Эти масштабные социальные сдвиги отразились и на образовании. Как и Рид, Гудман утверждал, что современное ему образование было призвано решать задачи государственной власти. Но поскольку эти задачи определялись конкурентным преимуществом и успехом на глобальном рынке, он также утверждал, что польза от образования широких слоев населения сводится на нет экономическими реалиями. Для поддержания бюрократических систем было достаточно «тщательной академической подготовки лишь нескольких процентов», однако «все молодые люди 12 лет учатся в школе, и более 40% поступают в высшие учебные заведения»124. При этом бо́льшая часть их времени тратится впустую по причинам, подробно описанным Вардом; американская школа представляла собой «обязательное неправильное образование»125. Кроме того, Гудман связывал беспредметность теоретических занятий в аудиториях с безотказным функционированием «системы извлечения прибыли», чья неизменная эффективность наглядно демонстрировала ошибочность представлений марксистов. Действительно, исключительная жизнеспособность капитализма находилась в обратной зависимости от физической и психологической немощи тех, кто был у него в плену. Система извлечения прибыли запирала людей в отупляющем, парализующем состоянии зависимости: беднейшие зарабатывали ровно столько, сколько требовалось, чтобы выкупать бесконечные потоки товаров первой необходимости, производством которых занимались более состоятельные технические специалисты, обученные «выполнять доверенную им часть программы»126. Все подчинялись этому «бесчеловечному однообразному порядку» из чувства «страха и беспомощности», а также потому, что такая беспомощность давала хоть и тонкую, но все-таки какую-то подушку безопасности. Соображения «особого призвания, профессии, функциональной независимости, образа жизни, общественной роли или корпоративной ответственности за благо общества» можно было игнорировать, пока индивидуальный труд «оплачивался общей монетой»127. Школьное обучение, как и последующая работа, по сути, было нацелено на подготовку учащихся к тому, чтобы они стали винтиками этой культурной машины. Учителя превратились в «персонал школьной системы, вместо того чтобы содействовать становлению личности молодежи»128. Целью образования стало «удержать молодых на льду»: занять их чем-нибудь до того, как они созреют, чтобы начать работать, и создать иллюзию сопричастности.

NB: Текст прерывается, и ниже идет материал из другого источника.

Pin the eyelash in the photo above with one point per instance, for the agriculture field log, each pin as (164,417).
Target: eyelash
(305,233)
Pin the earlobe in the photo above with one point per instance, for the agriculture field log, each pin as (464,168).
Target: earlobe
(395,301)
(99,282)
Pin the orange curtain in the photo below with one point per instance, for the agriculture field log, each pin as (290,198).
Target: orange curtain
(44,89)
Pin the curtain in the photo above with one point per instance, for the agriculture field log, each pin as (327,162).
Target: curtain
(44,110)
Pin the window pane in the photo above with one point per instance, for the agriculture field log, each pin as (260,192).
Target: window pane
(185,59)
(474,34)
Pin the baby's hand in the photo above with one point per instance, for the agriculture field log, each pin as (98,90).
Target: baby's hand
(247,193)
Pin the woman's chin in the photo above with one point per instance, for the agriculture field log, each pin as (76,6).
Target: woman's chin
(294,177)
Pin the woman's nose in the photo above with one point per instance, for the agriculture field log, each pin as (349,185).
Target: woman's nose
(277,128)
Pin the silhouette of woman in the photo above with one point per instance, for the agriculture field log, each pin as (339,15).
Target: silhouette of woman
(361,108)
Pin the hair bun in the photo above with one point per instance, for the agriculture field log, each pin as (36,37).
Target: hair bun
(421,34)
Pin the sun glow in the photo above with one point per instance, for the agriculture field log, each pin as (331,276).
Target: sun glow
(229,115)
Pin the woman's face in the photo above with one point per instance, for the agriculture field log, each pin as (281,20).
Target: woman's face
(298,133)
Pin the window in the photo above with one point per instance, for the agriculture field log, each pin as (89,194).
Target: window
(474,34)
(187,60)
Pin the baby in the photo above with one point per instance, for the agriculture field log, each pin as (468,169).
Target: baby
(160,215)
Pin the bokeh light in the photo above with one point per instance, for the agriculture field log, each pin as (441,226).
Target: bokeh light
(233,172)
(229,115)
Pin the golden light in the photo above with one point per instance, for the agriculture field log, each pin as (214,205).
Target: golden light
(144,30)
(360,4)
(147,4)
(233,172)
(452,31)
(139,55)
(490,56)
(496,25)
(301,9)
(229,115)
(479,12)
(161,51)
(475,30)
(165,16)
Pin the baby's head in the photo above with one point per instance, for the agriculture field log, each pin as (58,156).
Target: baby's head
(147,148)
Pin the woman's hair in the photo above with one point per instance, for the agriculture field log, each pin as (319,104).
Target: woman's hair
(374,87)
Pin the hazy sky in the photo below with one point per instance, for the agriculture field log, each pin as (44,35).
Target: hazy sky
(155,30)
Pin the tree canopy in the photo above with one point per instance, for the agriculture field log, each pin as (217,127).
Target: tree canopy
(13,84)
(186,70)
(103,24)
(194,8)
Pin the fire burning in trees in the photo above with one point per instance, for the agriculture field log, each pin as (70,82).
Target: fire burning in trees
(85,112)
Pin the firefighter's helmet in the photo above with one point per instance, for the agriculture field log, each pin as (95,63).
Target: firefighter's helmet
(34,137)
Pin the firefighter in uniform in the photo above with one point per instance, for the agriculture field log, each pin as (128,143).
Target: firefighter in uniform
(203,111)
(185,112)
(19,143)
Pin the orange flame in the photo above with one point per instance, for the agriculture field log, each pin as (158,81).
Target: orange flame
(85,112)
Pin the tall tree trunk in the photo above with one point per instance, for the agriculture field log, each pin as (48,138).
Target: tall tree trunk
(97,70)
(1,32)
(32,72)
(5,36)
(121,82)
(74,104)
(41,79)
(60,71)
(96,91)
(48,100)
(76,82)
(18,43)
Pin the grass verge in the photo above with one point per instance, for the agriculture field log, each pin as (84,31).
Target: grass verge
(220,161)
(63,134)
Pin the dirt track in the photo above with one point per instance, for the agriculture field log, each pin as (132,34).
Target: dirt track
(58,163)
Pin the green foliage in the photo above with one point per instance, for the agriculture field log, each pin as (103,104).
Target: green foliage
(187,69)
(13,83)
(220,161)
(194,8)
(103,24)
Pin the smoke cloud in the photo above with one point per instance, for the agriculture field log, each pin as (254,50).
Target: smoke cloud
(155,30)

В отличие от Рида, Гудман полагал, что культурные ценности построенной по прусской модели американской школьной системы — эффективность, прогресс и успех — сами по себе не являются недостатками. Проблема заключалась в расхождениях на уровне понимания этих ценностей. Индивидуальная эффективность стала пониматься исключительно в контексте экономики; прогресс стал связываться с внешними факторами, пусть даже такими, казалось бы, важными, как забота об окружающей среде и коллективное взаимодействие, но при этом отделялся от развития личности. Аналогичным образом успех оценивался богатством или доходами, а вовсе не психологическим благополучием.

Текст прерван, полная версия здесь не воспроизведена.